When a stock is climbing, its trading volume often increases too, as investors want to get in on a good thing. But trading volume can rise on the way down too, as investors want to get out of a bad thing.
So don't go chasing after a stock just because it's heavily traded.
Of the 20 companies with the highest average trading volume as a percentage of total shares outstanding this year through Tuesday, 14 fell during the period, according to FactSet, The Wall Street Journal reports. The S&P 500 index climbed 11.8 percent during that period.
An investor who invested equally in all 20 stocks would have lost 8.5 percent, including dividends, according to Morningstar, The Journal reports.
"Buying hot stocks is a really bad strategy," Roger Ibbotson, a finance professor at Yale University, told the paper. "There’s too much interest in them."
To be sure, hot stocks can soar, but they can also crash.

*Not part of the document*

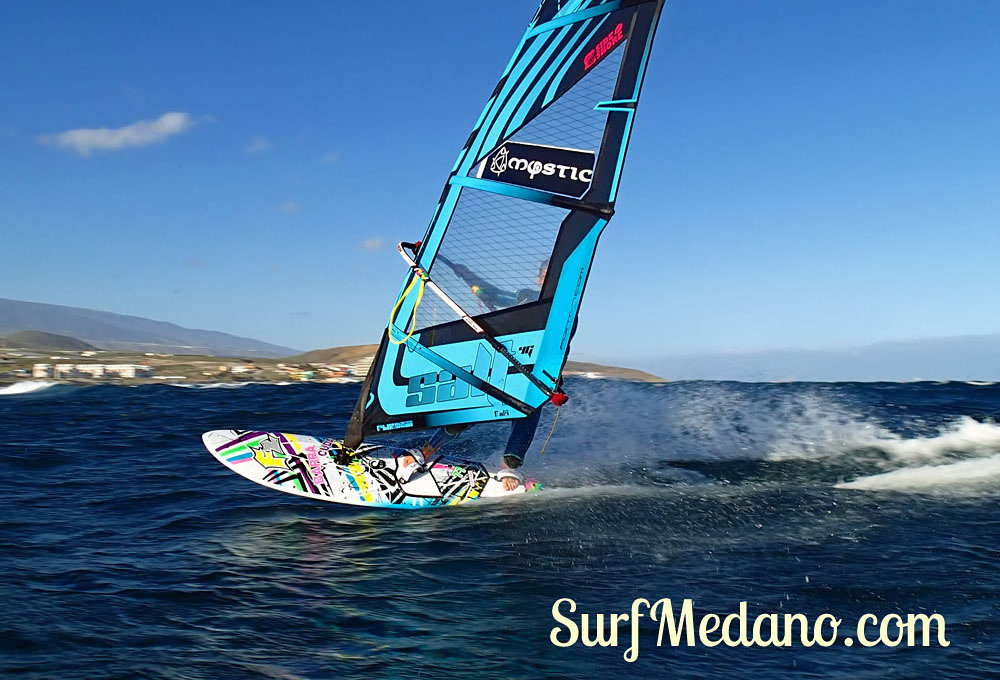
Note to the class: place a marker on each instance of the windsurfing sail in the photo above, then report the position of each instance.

Tesla Motors is one stock that has ridden a bit of a roller-coaster. It has soared 626 percent over the past two years, but over the past three months it has dropped 9.3 percent.
While the company's shares closed at $244.52 Friday, Morningstar analyst David Whiston sees fair value at $200.
"Tesla has the momentum and charging infrastructure to be the dominant electric vehicle firm, but we do not see it having mass-market volume for at least another decade," he writes on Morningstar.com.